The amendment’s wording is confusing and, at the very least, open to interpretation, said Tampa police spokesman Steve Hegarty.
“We are interpreting the words to mean all victims and their families, and to mean that we are prevented from disclosing any information that could be used to locate a victim or their family,” Hegarty said.
That includes the victims’ names, address, and phone number, he said. Under this interpretation, for example, the department would not have released the names of the four victims in the Seminole Heights killings that terrorized Tampa neighborhoods in the fall of 2017.
“Ours is a conservative interpretation that leans toward greater privacy for crime victims,” Hegarty said. “We welcome clarification, whether it comes from lawmakers or from the courts.”
The Hillsborough County Sheriff’s Office did not answer questions about Amendment 6 from the Tampa Bay Times but is operating under the same or similarly strict interpretation, according to Hegarty.
Other agencies interpret the amendment’s language to mean victims must ask for their information to be kept confidential.
“I don’t think the intention was to create a blanket confidentiality,” said Pinellas Sheriff Bob Gualtieri, who is also legislative chairman for the Florida Sheriffs Association. “I think it’s clear the information doesn’t become confidential unless the victim asks for it to be.”
Gualtieri said agencies like his now have an obligation to notify victims about their rights and comply with their requests for privacy. Otherwise, though, his agency is releasing the information. The sheriffs’ offices in Pasco and Hernando counties and the St. Petersburg and Clearwater police departments are taking the same or similar approaches, they told the Times.
But Sen. Lauren Book, a Plantation Democrat who supported the amendment and is working on a clarifying bill, said victims do not have to “opt in” by asking that their information be withheld. Book plans to introduce a bill with clarifying language; the Legislature convenes March 5.
“The victim’s right to control whether or not personal information is released prevents him/her from being re-victimized after the crime,” Book told the Times by email. “Therefore, the Tampa Police Department is acting appropriately by not releasing that victim-identifying information, in this case names, to the media.
In addition to names, protected information about victims and their families includes home and work addresses, telephone numbers and personal assets, as well as any records that could be used to locate them, Book said.
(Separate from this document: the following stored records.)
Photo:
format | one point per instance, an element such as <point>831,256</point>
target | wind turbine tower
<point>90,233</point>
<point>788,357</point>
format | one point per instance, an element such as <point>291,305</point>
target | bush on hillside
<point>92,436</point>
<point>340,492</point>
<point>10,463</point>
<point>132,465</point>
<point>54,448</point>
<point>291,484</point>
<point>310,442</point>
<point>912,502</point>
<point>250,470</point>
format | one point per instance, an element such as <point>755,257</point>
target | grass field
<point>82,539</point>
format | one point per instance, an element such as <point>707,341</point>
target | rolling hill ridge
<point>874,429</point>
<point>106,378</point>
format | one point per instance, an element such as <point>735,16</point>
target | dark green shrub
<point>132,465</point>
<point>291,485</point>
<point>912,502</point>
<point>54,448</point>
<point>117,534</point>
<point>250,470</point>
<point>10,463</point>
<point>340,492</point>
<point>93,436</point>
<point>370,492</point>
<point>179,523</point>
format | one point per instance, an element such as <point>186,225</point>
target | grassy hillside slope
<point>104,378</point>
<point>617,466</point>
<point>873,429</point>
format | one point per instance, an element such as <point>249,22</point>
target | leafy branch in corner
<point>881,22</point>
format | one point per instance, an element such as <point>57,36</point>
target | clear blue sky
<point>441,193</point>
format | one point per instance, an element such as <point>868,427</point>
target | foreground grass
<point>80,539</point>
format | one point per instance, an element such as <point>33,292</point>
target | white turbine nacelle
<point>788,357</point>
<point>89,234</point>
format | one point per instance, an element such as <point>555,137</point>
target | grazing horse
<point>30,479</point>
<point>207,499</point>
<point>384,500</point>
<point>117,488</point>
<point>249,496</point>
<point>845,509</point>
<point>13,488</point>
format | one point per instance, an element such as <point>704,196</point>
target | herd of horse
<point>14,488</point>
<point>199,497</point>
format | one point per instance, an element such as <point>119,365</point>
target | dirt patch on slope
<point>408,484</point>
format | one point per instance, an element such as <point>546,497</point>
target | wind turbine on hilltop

Petersen, the First Amendment Foundation president, said Amendment 6 directly conflicts with a clause in the Florida Constitution that ensures the right to direct access to public records. Specific exceptions to the access are spelled out in state law. She noted that state law already includes provisions that keep confidential the identities of domestic violence and sex crime victims.
Under requirements spelled out in the Florida Constitution, lawmakers will need to specify why expanding these rights to all victims is a public necessity, Petersen said.
“When there’s a real sensitivity and a need, we can close access to information, and we have,” she said. “But sometimes the veracity of the victim and who that victim is is critically important.”
The public should care about broad limits to records because it would result in less information about crime in their communities and reduced transparency in the criminal justice system, Petersen said.
“There is value for the public to know and the media being the conduit,” he said.